The most advanced form of PAD is chronic limb threatening ischaemia (CLTI) where patients present with severe leg pain and/or gangrene.
CLTI is limb and life threatening and requires urgent revascularisation (open and/or endovascular surgery) to restore blood flow to the lower limbs.
However, despite revascularisation, individuals with CLTI are still at risk of amputation or death, with 1- and 3-year mortality up to 50%, incidence of major adverse cardiovascular events (MACE) at 42% and 1-and-3-year amputation rates reaching 20%.
People with CLTI have limited or no walking capacity, low levels of fitness, sedentary lifestyle, poor quality of life (QoL) and are sarcopenic and frail. These are all independent predictors of mortality and morbidity.
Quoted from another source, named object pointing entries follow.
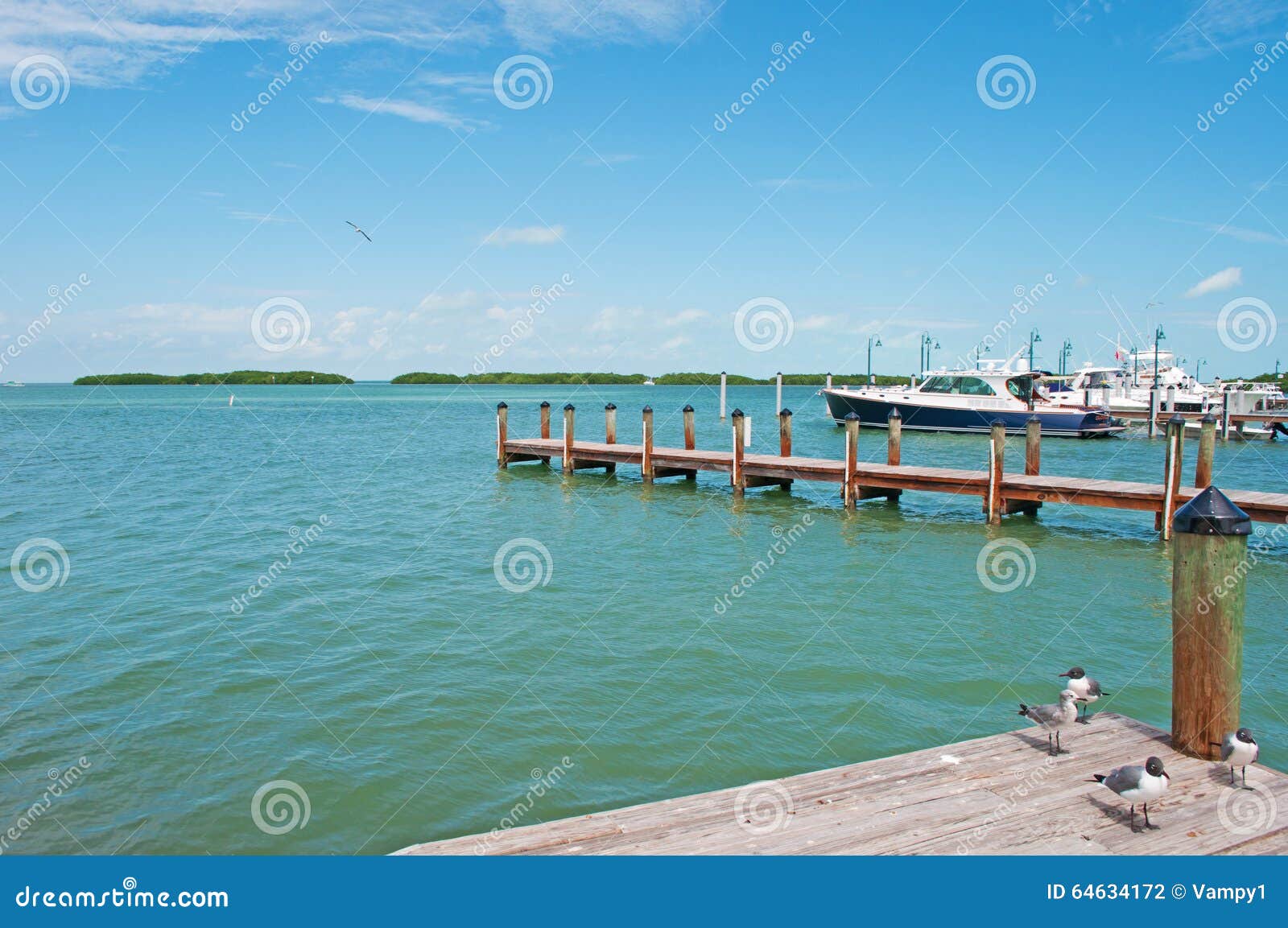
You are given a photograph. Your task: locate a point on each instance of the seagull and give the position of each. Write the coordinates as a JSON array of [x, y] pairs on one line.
[[1054, 717], [1137, 784], [1240, 748], [1088, 689]]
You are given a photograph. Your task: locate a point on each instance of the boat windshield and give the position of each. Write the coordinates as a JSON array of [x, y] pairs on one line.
[[1021, 388], [968, 386]]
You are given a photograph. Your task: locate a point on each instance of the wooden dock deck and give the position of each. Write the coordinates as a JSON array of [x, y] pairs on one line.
[[996, 794], [1002, 492]]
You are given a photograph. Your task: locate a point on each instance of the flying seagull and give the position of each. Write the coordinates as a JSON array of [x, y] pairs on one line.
[[1240, 748], [1054, 717], [1088, 689], [1137, 784]]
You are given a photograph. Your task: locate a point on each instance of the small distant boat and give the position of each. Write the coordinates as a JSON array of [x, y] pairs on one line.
[[970, 401]]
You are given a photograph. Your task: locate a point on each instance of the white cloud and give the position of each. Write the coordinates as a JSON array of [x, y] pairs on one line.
[[1221, 279], [527, 234]]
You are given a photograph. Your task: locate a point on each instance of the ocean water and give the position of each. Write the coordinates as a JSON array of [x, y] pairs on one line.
[[279, 627]]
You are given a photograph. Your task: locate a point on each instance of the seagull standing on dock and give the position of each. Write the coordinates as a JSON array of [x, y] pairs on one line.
[[1088, 689], [1240, 748], [1137, 784], [1054, 717]]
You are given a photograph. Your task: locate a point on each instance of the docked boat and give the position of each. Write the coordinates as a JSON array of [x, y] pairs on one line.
[[970, 401]]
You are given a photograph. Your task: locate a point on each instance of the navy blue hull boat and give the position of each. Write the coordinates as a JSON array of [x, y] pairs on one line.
[[970, 402]]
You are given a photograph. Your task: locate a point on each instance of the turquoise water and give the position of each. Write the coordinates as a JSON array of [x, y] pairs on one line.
[[390, 676]]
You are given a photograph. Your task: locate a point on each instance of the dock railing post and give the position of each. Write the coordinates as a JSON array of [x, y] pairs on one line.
[[1172, 459], [736, 476], [570, 423], [993, 504], [502, 429], [849, 492], [1034, 446], [611, 433], [1208, 584], [647, 457], [545, 425], [1208, 451]]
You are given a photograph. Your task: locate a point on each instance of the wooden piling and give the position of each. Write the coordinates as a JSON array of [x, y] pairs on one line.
[[502, 433], [737, 478], [647, 459], [609, 433], [1172, 460], [1208, 579], [993, 504], [849, 492], [570, 423], [1034, 446], [1208, 451]]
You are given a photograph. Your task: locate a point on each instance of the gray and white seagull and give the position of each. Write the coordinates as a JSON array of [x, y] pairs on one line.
[[1240, 748], [1088, 689], [1054, 717], [1137, 784]]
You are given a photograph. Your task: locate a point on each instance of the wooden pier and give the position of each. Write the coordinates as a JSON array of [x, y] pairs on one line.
[[1001, 492], [996, 794]]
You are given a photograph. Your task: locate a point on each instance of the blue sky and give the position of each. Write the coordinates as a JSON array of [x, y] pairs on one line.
[[879, 184]]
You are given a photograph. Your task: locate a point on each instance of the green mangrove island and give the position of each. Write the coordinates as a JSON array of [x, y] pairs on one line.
[[665, 380], [280, 377]]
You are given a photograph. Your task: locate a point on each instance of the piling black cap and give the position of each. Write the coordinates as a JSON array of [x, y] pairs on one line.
[[1211, 513]]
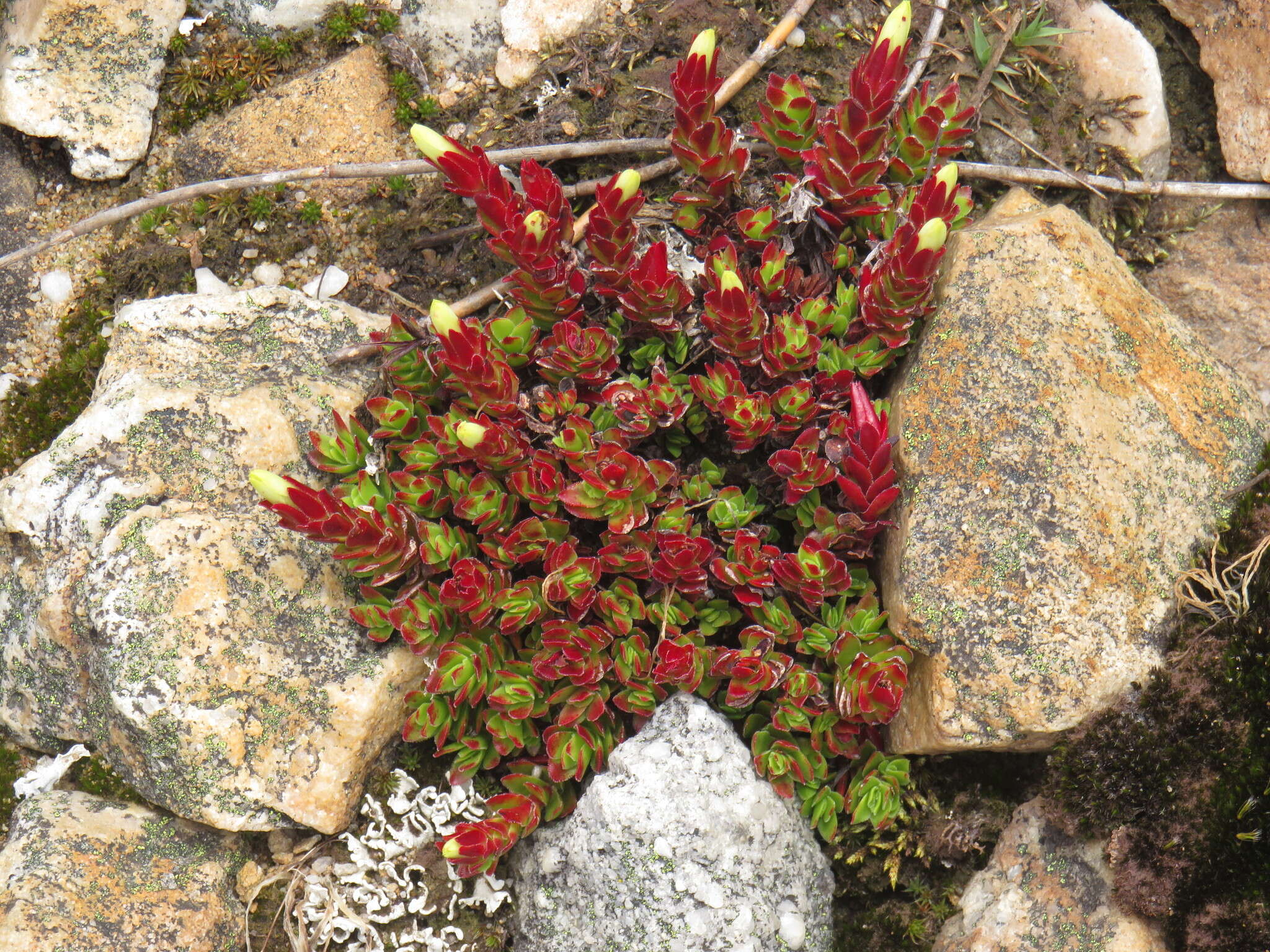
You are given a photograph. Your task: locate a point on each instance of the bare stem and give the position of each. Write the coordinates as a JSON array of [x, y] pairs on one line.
[[925, 50]]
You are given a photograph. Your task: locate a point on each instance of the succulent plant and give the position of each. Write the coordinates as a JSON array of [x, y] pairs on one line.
[[563, 505]]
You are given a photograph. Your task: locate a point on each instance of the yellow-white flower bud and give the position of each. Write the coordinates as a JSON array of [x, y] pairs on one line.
[[628, 184], [704, 45], [271, 487], [470, 433], [933, 235], [445, 322], [895, 29], [431, 143]]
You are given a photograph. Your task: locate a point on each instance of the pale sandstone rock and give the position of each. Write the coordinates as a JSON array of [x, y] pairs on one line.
[[1233, 42], [87, 74], [1044, 889], [678, 839], [1219, 281], [339, 113], [151, 610], [1066, 444], [82, 873], [1116, 61]]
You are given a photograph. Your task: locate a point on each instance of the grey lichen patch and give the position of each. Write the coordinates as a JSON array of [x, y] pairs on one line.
[[1066, 444], [1044, 889], [678, 844], [88, 74]]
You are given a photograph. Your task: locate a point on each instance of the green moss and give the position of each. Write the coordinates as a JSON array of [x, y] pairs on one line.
[[1180, 775], [35, 414]]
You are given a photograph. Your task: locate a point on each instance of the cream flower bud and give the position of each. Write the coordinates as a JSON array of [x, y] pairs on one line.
[[445, 322], [271, 487], [933, 235], [895, 29], [628, 184], [431, 143], [704, 45], [470, 433]]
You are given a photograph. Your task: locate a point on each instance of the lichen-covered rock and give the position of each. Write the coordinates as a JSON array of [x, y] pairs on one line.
[[339, 113], [1219, 281], [1233, 37], [1116, 63], [1044, 890], [87, 874], [87, 74], [678, 844], [461, 35], [150, 609], [1066, 443], [260, 15], [528, 24]]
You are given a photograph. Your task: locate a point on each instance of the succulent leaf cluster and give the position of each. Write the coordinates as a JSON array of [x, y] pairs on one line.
[[630, 482]]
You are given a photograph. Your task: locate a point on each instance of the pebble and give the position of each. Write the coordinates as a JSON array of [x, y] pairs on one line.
[[267, 273], [56, 286], [329, 283], [207, 283]]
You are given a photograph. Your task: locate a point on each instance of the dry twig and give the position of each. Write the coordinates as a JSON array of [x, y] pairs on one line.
[[353, 170]]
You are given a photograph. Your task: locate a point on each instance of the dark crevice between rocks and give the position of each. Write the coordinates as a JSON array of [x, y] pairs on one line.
[[1178, 775]]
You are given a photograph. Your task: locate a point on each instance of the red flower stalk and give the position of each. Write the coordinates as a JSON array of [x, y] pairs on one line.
[[895, 289], [813, 573], [379, 547], [719, 381], [860, 447], [470, 173], [587, 356], [802, 466], [789, 117], [573, 653], [748, 568], [928, 128], [655, 295], [618, 487], [613, 231], [735, 320], [681, 562], [474, 363], [748, 418]]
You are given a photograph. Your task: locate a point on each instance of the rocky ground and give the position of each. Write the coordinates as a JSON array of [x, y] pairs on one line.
[[1080, 421]]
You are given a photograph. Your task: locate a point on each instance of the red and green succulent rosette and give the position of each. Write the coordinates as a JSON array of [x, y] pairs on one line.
[[630, 482]]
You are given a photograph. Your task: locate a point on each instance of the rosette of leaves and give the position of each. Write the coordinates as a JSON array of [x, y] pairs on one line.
[[572, 513]]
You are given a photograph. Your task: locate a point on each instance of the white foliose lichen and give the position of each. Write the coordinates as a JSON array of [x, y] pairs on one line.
[[395, 892]]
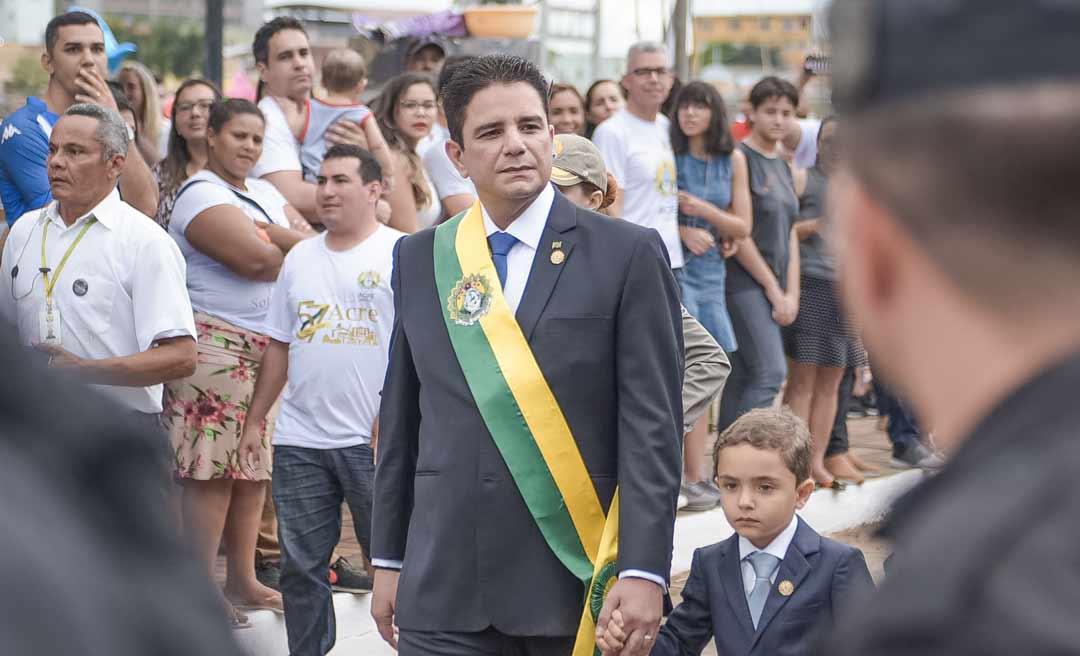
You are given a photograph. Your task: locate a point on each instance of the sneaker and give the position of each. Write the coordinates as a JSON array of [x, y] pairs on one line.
[[346, 577], [700, 496], [268, 574], [918, 456]]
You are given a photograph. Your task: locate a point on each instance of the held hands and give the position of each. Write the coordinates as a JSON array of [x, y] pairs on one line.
[[728, 248], [347, 132], [58, 358], [251, 449], [383, 604], [630, 619], [690, 204], [93, 89], [785, 307], [699, 240]]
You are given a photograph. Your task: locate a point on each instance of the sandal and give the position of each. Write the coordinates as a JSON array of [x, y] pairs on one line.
[[239, 620], [272, 602]]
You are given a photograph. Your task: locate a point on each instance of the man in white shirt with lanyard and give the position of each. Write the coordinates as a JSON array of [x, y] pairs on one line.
[[90, 282], [636, 148], [329, 321]]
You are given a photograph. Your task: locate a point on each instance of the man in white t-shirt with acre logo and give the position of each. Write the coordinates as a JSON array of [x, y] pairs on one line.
[[636, 147], [329, 322]]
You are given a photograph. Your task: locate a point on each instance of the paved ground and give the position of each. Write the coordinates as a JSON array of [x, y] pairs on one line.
[[355, 630]]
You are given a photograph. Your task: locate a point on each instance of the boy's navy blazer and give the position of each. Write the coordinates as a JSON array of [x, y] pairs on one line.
[[824, 574]]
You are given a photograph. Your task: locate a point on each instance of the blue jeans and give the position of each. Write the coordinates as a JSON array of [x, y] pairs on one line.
[[309, 486], [903, 426], [758, 367], [702, 281]]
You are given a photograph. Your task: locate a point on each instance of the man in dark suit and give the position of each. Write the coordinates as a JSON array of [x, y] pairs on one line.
[[462, 566], [957, 211]]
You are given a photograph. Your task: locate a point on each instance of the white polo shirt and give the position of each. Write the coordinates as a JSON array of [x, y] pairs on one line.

After surgery and without a secondary prevention strategy, these clinical outcomes will only further decline.
Therefore, this population urgently requires evidence-based rehabilitation.
In those with claudication, exercise after revascularisation is seen as an optimal strategy in terms of cost effectiveness and improving walking distance (290m increase; p < 0.001) .
However, it is unknown if this is an appropriate strategy for those with CLTI post revascularisation due to no available evidence.
Aims and Objectives: Develop and test the feasibility of a co-developed rehabilitation intervention for individuals with CLTI post revascularisation. To achieve this aim, we have two objectives: 1.
Co-develop a rehabilitation intervention with individuals with CLTI post revascularisation, carers and healthcare professionals (Phase 1), 2. To assess the feasibility of the intervention (Phase II).
Methods: A three round modified Delphi (each round N= 30) study with representation from individuals with CLTI /carers and healthcare professionals (e.g., nurses) will be used to co-design and co-refine a rehabilitation intervention (Phase 1).
Phase 2 will be a single arm multi-centre feasibility study to assess the intervention in patients undergoing surgery (open or endovascular) for CLTI (N=30).
Recruitment, adherence, retention, safety, patient reported and clinical measures (quality of life, walking capacity, physical function, anxiety and depression, cardiovascular events and mortality) will be assessed.
Interviews and focus groups will also be conducted in individuals with CLTI and stakeholders to further assess acceptability and recruitment.
Timelines for delivery: Total project duration 24 months, including Phase 1 set up and delivery (0-6 months), Phase 2 set up, recruitment, delivery and analysis (6-24 months), Anticipated Impact and Dissemination: We will publish our results in an open-access peer-review journal and disseminate the findings at a conference to both patients (lay summaries) and experts.
This study has the potential to rapidly influence international guidelines regarding the delivery of rehabilitation programmes for patients with CLTI, potentially saving lives, legs, and reducing NHS costs.
This study will inform a national randomised definitive trial to investigate the clinical and cost-effectiveness of the intervention which may lead to NHS-wide adoption.